Building highly concurrent and scalable applications with Akka

Posted by Natalia Zelenskaya on

Overview

At Grubhub, we always keep an eye on a new technologies, analyzing and evaluating their suitability for building tools that keep our hungry diners happy. Users have little patience for software that doesn’t respond immediately — in fact, only 16% of users will try a failing application more than twice. Working software that responds quickly is even more vital for our users, who are often on our website or mobile app because they’re hungry or looking for a favorite meal.

Resilient and fast applications are central to delivering a great user experience. But building such applications that can also handle high amounts of traffic can present challenges for an engineering team.
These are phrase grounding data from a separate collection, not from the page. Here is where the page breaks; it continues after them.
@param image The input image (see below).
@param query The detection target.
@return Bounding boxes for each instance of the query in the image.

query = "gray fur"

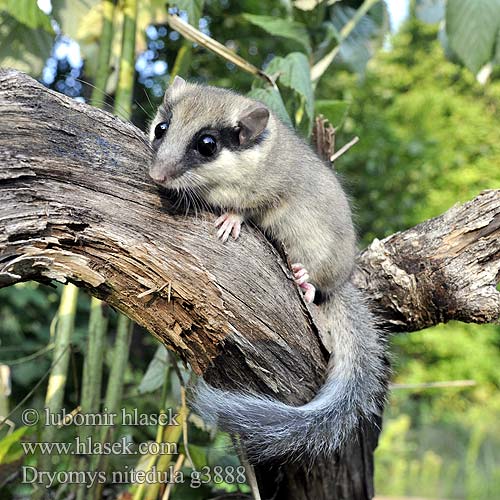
[193,284,387,462]
[149,79,388,463]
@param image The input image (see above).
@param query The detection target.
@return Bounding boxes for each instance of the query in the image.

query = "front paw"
[215,212,244,242]
[291,263,316,304]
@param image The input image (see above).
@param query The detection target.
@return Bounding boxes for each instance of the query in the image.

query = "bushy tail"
[191,283,389,463]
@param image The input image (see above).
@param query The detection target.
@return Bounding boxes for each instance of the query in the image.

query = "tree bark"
[354,190,500,332]
[0,69,499,500]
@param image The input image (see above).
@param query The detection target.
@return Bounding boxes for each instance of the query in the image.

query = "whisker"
[76,77,155,121]
[143,87,156,119]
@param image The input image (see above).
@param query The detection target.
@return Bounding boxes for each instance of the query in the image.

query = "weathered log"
[1,69,499,500]
[354,190,500,332]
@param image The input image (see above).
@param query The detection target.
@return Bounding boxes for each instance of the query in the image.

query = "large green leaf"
[265,52,314,129]
[138,345,169,394]
[446,0,500,73]
[51,0,99,41]
[0,0,53,31]
[247,86,293,127]
[315,99,350,128]
[242,13,311,53]
[496,23,500,64]
[51,0,116,84]
[329,2,388,75]
[0,13,53,76]
[416,0,445,24]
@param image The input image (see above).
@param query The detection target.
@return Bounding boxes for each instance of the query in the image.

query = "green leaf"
[496,24,500,64]
[0,426,28,464]
[181,443,209,469]
[138,346,169,394]
[416,0,446,24]
[174,0,204,25]
[265,52,314,130]
[51,0,99,41]
[242,13,311,53]
[446,0,500,74]
[247,87,293,127]
[0,13,53,77]
[315,99,350,128]
[330,2,387,75]
[0,0,53,32]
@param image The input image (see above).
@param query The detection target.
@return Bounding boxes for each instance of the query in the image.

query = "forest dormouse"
[148,76,388,463]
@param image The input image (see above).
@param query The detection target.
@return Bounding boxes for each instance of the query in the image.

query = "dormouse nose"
[149,158,182,185]
[149,163,167,184]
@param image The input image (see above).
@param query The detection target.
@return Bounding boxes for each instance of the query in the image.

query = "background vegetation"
[0,0,499,499]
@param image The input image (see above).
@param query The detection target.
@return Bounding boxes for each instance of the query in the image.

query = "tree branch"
[353,189,500,332]
[1,69,498,500]
[0,68,324,400]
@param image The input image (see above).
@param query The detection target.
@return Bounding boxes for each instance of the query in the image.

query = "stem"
[311,0,380,82]
[114,0,137,119]
[161,453,185,500]
[330,136,359,163]
[0,365,10,418]
[91,314,132,499]
[36,284,79,493]
[75,297,108,500]
[141,402,188,500]
[132,364,172,500]
[166,13,275,87]
[169,1,203,82]
[90,0,117,108]
[42,284,79,438]
[104,314,132,422]
[83,298,108,422]
[101,314,132,439]
[170,43,191,82]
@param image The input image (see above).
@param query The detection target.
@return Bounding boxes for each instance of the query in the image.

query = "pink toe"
[303,283,316,304]
[217,219,231,239]
[215,214,227,227]
[232,222,241,240]
[222,224,233,242]
[295,273,310,285]
[215,213,244,242]
[294,268,307,279]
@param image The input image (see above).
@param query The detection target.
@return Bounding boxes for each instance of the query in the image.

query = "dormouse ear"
[164,76,186,102]
[171,75,186,89]
[164,76,186,105]
[238,105,269,145]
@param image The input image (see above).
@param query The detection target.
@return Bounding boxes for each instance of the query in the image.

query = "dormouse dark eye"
[196,135,217,157]
[154,121,169,140]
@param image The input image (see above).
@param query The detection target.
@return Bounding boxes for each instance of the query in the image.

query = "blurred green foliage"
[0,1,499,499]
[320,19,500,241]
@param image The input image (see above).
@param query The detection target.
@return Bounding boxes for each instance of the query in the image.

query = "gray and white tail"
[191,282,388,463]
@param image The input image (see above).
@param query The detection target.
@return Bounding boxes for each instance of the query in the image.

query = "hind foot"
[291,263,316,304]
[215,212,243,242]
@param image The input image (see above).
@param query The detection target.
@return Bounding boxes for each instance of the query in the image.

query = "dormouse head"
[149,76,273,204]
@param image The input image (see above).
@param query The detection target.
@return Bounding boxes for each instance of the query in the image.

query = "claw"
[292,263,316,303]
[215,212,243,242]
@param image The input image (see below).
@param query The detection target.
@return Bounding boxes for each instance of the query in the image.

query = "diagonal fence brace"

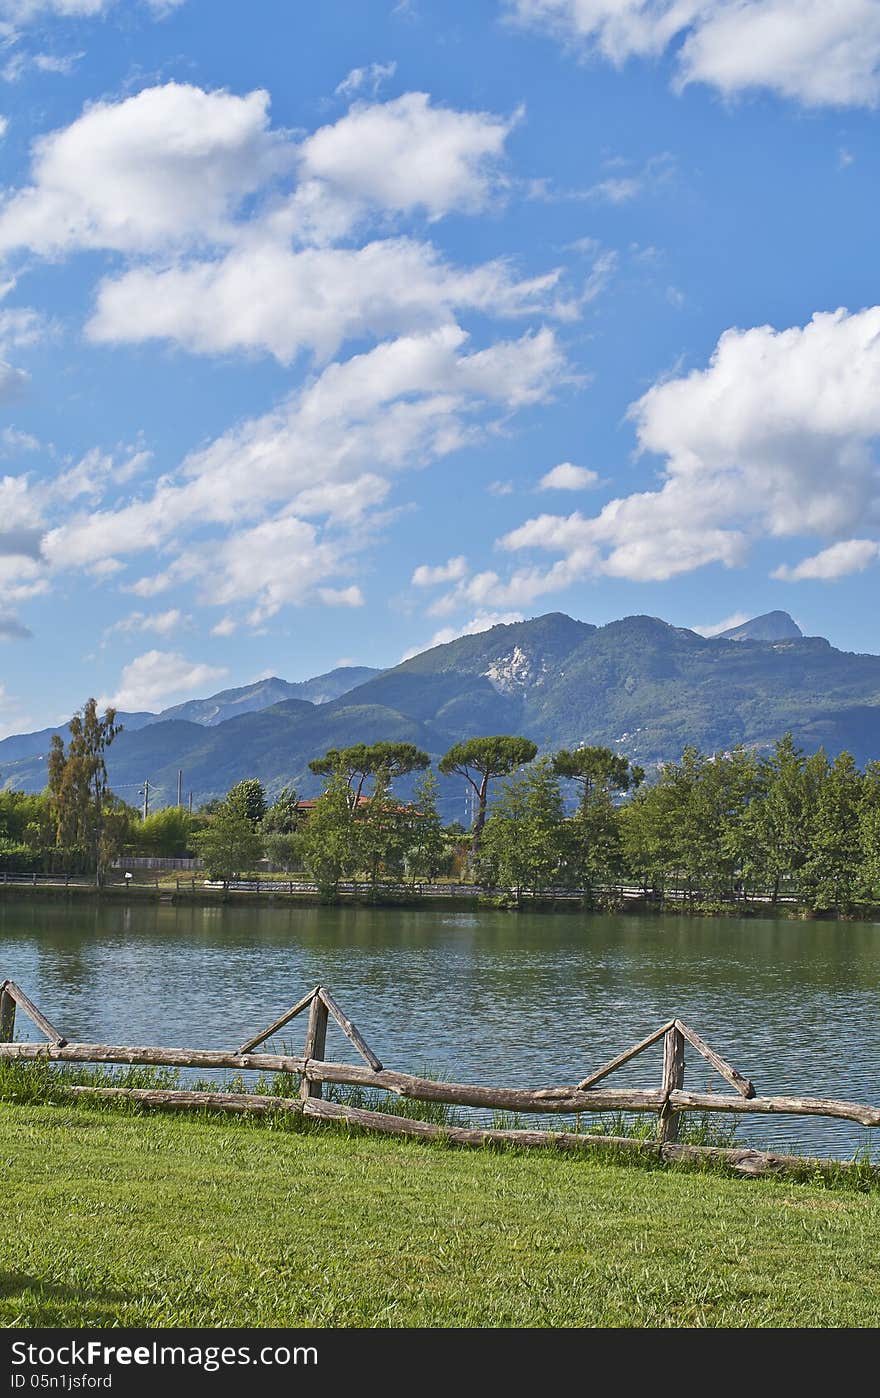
[1,979,67,1047]
[238,986,320,1055]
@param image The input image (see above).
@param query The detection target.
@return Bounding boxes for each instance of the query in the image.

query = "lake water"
[1,896,879,1159]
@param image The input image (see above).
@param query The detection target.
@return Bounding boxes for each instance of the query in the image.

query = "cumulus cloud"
[539,461,598,490]
[102,649,226,712]
[317,585,365,606]
[488,305,880,597]
[773,539,880,581]
[87,237,566,363]
[0,83,288,257]
[299,92,517,220]
[402,610,525,659]
[504,0,880,108]
[411,555,468,586]
[43,324,563,618]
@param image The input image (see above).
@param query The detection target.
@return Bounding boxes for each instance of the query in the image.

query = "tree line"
[2,699,880,914]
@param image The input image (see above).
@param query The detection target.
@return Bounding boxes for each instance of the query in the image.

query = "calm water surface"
[2,897,879,1158]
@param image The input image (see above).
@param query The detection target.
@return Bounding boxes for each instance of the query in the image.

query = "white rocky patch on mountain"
[482,645,548,694]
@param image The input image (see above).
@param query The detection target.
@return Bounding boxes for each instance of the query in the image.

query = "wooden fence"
[1,977,877,1179]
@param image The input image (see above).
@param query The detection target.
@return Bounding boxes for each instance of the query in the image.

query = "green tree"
[357,768,411,898]
[309,742,429,809]
[261,786,300,834]
[802,751,863,913]
[224,778,267,826]
[479,759,571,902]
[405,770,450,883]
[741,735,825,901]
[553,746,644,897]
[191,809,264,887]
[859,761,880,903]
[133,806,191,856]
[438,735,538,852]
[47,699,124,883]
[299,767,359,899]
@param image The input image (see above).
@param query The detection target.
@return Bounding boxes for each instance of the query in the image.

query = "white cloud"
[0,426,39,452]
[87,236,566,363]
[45,324,563,618]
[691,611,751,637]
[773,539,880,581]
[299,91,517,220]
[210,616,237,638]
[0,83,287,257]
[505,0,880,108]
[2,51,83,82]
[539,461,598,490]
[317,585,365,606]
[104,608,185,639]
[334,61,397,99]
[411,555,468,586]
[102,649,226,712]
[402,610,525,659]
[0,0,183,19]
[492,305,880,591]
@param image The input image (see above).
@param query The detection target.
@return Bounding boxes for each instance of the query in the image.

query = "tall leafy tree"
[802,751,863,913]
[479,759,571,902]
[742,735,824,901]
[225,778,268,826]
[309,742,429,810]
[438,735,538,851]
[299,766,360,898]
[357,767,412,898]
[191,809,264,888]
[553,746,644,896]
[405,770,450,883]
[47,699,123,883]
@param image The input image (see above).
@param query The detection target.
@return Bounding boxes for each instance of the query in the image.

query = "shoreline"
[0,879,873,921]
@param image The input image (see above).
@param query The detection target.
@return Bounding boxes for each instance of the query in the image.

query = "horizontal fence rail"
[1,978,877,1178]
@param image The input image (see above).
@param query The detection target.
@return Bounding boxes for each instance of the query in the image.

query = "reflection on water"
[1,897,879,1158]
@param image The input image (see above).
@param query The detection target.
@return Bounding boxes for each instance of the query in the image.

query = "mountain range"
[4,609,880,818]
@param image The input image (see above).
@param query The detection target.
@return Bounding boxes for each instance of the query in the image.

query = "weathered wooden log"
[300,1059,664,1113]
[669,1090,880,1128]
[0,1042,308,1073]
[317,987,383,1072]
[675,1020,755,1099]
[3,980,67,1047]
[54,1085,878,1178]
[68,1086,303,1115]
[659,1023,685,1144]
[300,994,328,1101]
[300,1099,878,1178]
[238,986,319,1054]
[0,983,15,1044]
[576,1021,673,1090]
[300,1097,664,1155]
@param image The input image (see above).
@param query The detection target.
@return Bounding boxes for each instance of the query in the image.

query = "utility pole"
[177,769,183,808]
[142,779,150,822]
[188,791,193,814]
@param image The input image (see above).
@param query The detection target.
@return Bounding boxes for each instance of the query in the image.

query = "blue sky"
[2,0,880,734]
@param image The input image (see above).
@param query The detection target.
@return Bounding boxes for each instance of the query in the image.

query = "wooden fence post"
[659,1023,685,1143]
[0,985,15,1043]
[300,992,329,1101]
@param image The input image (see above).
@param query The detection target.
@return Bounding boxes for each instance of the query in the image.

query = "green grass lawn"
[2,1099,880,1328]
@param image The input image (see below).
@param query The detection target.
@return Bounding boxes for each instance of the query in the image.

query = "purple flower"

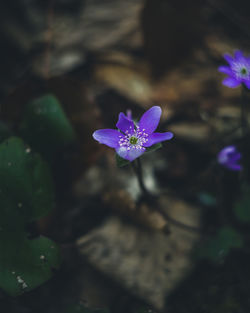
[93,106,173,161]
[218,50,250,89]
[217,145,242,171]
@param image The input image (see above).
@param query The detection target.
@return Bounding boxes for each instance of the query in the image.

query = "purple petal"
[217,146,235,164]
[218,65,232,75]
[223,53,234,65]
[116,113,134,134]
[93,129,122,148]
[219,145,235,156]
[217,145,242,171]
[143,132,174,147]
[116,146,145,162]
[230,152,241,162]
[222,77,241,88]
[139,106,162,135]
[243,79,250,89]
[227,163,242,171]
[234,50,243,60]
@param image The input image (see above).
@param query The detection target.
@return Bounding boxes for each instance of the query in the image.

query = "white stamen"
[118,126,149,152]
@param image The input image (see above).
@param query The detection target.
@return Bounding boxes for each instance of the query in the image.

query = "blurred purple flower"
[217,145,242,171]
[93,106,173,162]
[218,50,250,89]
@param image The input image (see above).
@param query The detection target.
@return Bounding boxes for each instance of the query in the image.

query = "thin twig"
[153,204,205,234]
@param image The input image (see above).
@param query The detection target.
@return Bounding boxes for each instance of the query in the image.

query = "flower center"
[240,67,248,76]
[118,126,149,151]
[232,62,250,79]
[129,136,138,145]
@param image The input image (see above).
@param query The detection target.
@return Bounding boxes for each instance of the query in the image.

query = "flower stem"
[131,158,150,197]
[241,86,248,135]
[131,159,205,234]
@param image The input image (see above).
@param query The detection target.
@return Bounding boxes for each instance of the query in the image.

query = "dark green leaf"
[196,226,243,263]
[115,153,130,167]
[135,307,152,313]
[198,192,217,207]
[0,122,12,143]
[0,233,60,296]
[20,94,76,160]
[0,137,59,295]
[145,143,162,153]
[64,303,110,313]
[233,185,250,222]
[0,137,54,226]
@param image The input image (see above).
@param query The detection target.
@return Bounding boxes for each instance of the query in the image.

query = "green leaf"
[197,226,243,263]
[135,307,152,313]
[20,94,76,160]
[64,303,110,313]
[0,234,60,296]
[145,143,162,153]
[0,137,54,227]
[0,122,12,143]
[0,137,59,296]
[115,153,130,167]
[233,185,250,222]
[198,192,217,207]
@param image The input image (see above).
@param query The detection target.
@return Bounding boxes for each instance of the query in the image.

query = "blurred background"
[1,0,250,312]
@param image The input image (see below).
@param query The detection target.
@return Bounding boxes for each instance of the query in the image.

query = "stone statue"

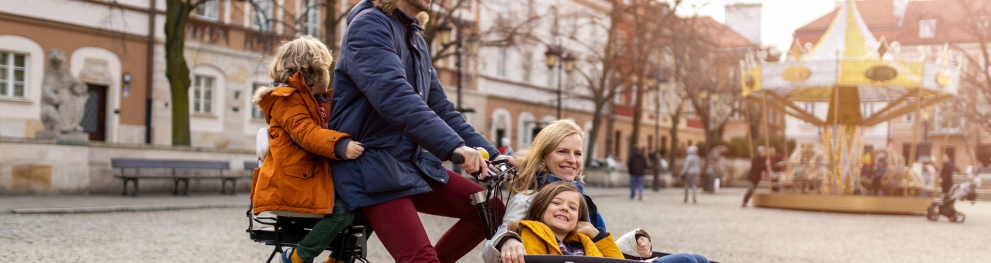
[37,49,89,140]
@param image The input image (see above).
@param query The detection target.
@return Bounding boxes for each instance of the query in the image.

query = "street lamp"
[435,22,480,114]
[545,45,575,119]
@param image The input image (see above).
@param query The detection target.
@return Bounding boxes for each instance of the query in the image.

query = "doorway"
[81,84,107,141]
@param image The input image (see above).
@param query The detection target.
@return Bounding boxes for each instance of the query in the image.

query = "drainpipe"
[145,0,156,144]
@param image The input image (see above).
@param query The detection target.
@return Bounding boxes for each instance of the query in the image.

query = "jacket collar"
[537,172,586,194]
[372,0,400,16]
For an example, let’s consider the scenario of confirming an order with a restaurant. Once a user places an order at Grubhub, the restaurant must confirm that they can actually prepare the food and ideally, give the user a time estimate for delivery or pick-up. What might seem a trivial data flow is, in reality, a complex system with different triggers, notifications, and means of communication. It’s challenging to test, deploy, and maintain such systems because of their complex structure — and this same complexity means we’re dealing with multiple potential points of failure.

To make the Grubhub system resilient, we must keep all components isolated, so if one fails, it will not provoke a cascading effect, eventually pulling the entire system down. Of course, isolated system components still must interact with each other. The best means of ensuring interaction between isolated components is via asynchronous message passing. Why? Because it ensures loose coupling and because it establishes boundaries between different parts of the system. Asynchronous message passing also ensures fast, responsive applications, as it provides non-blocking communications while allowing more efficient use of system resources.

With these architectural principles in mind, we decided to try out Akka, the toolkit for asynchronous logic flow built on the actor model. Akka provides scalable, real-time data processing, which is perfect for large, complex ordering systems like Grubhub’s. The actor is the core primitive of Akka. An actor is a lightweight but powerful object that gives you a simple, high-level abstraction for distribution, concurrency, and parallelism. You can instantiate several million actors per GB of heap memory. Each actor can receive asynchronous messages, make local decisions, create more actors, send more messages, and determine how to respond to the next message received.

Akka-based systems can easily scale up, thanks to a lightweight-concurrency model and they can also scale out by adding more cluster nodes for hosting Akka actors. Moreover, because Akka is a unified runtime and programming model, we don’t need to involve external services in our Akka ecosystem. For example, we can easily avoid using message queues or enterprise service buses, which bring more complexity to the platform and add more cost.

Akka-based system design

Now that we’ve explored Akka basics, let’s get back to our “simple” use case: Grubhub wants to confirm a user’s order with a restaurant. We can break this task into three major components:

  1. For our order confirmation flow, we’re going to use an Akka-FSM (Finite State Machine).
  2. For interaction with external components, we’ll use Akka-Http.
  3. And finally, for scalability and cloud deployment, we’re going to use Akka-Clustering.

 

 

All message exchanges occur in the asynchronous “fire and forget” fashion, giving us a non-blocking flow behavior. Each component is scalable and can have multiple instances in the cluster.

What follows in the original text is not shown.